Riverina healthcare worker Amit Gupta has claimed the new policy of allowing some COVID-19 close contact health workers back on shift will put staff and patients at risk.
NSW Health announced a new policy on New Year's Eve that will create exemptions for healthcare workers who have been close contacts with COVID-19 cases to return to work in the public and private systems if they do not have symptoms.
"What do they think nurses are? Are they not humans? We should be treated like any other citizen," Mr Gupta, who is president of the Wagga branch of NSW Nurses and Midwives Association, said.
"If they are critically short in the workforce, why can't they recruit more people? We have been crying out for so long for more nurses.
"When they say healthcare workers who are close contacts can come into work, this is overwhelming for nurses; they are burnt out to tell the truth."

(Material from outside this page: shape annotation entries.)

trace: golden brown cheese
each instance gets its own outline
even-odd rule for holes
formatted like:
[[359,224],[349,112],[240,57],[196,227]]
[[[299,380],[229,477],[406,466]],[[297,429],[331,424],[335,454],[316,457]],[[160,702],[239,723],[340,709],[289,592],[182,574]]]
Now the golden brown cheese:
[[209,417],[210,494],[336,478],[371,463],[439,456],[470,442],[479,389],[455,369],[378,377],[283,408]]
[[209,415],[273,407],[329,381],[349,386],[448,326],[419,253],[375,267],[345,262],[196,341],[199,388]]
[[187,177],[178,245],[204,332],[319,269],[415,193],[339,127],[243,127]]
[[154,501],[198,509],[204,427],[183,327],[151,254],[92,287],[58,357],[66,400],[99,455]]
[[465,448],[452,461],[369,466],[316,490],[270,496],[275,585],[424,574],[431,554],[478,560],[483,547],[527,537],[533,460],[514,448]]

Mr Gupta said nurses had no more protection than anybody else when not at work.
"Nurses are part of the community so why do we have to work as close contacts when others in the community are ordered to stay at home?" he said.

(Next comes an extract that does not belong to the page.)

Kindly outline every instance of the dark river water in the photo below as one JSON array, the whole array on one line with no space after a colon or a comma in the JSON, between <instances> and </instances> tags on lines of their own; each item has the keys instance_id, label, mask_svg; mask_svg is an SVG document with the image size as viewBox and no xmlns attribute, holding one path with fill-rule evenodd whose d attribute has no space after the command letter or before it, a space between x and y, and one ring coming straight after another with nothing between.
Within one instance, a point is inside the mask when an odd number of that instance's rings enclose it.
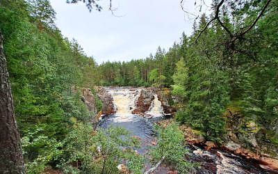
<instances>
[{"instance_id":1,"label":"dark river water","mask_svg":"<svg viewBox=\"0 0 278 174\"><path fill-rule=\"evenodd\" d=\"M157 97L152 104L148 116L149 118L131 113L131 109L134 108L136 99L140 93L140 89L126 88L107 88L106 90L114 99L114 105L117 109L115 114L103 116L100 127L107 127L109 125L120 126L129 130L132 135L140 139L141 146L137 150L145 154L148 147L152 145L152 141L155 140L156 133L153 129L154 122L164 119L161 103ZM274 173L261 168L259 164L252 160L246 159L230 152L222 150L205 150L202 147L188 145L185 147L189 150L186 159L198 163L199 167L192 170L192 173ZM146 164L146 168L150 164ZM154 173L167 173L165 167L160 167Z\"/></svg>"}]
</instances>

"I don't know why the government can come up with this policy but when it comes to any incentives or pay rise, they say they don't have the budget for that."
NSW Health said the policy will be invoked in "exceptional circumstances" to allow staff to perform key duties rather than remain in self-isolation.

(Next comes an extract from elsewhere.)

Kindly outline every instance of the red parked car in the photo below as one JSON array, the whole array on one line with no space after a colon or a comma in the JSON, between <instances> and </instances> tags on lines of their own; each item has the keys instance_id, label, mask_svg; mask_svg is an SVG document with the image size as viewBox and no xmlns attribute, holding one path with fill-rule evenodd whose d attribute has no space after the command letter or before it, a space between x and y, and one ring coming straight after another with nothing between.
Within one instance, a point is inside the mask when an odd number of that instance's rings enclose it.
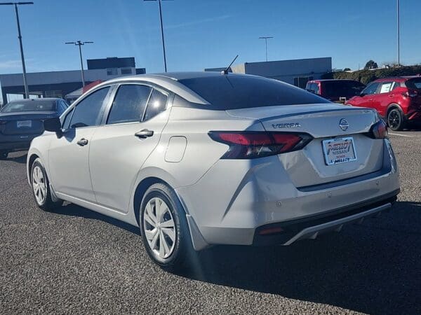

"If these workers develop any symptoms of COVID-19 they must immediately seek a PCR test and not attend the workplace until a negative result is received," a NSW Health statement said.
"With increasing case numbers and large numbers of close contacts in self-isolation, NSW Health Minister Brad Hazzard signed an exemption to the Public Health Order to minimise potential impacts on health services across the state.
"The exemption allows these close contacts to leave self-isolation to attend their workplace, provided they have been identified by their employer as critical to the service and cannot work from home."
Murrumbidgee Local Health District was asked to comment on whether it anticipated having to make use of the close contact exemptions for healthcare workers and whether it was developing a risk management plan for workers who might make use of the exemptions.
The MLHD did not respond to those questions prior to publication.
Mr Gupta said there should be more of a back-up plan for a health workforce that was "fatigued and burnt out" while the number of COVID-19 cases kept growing.
"[Omicron] is all over the state and the MLHD cannot avoid it," he said.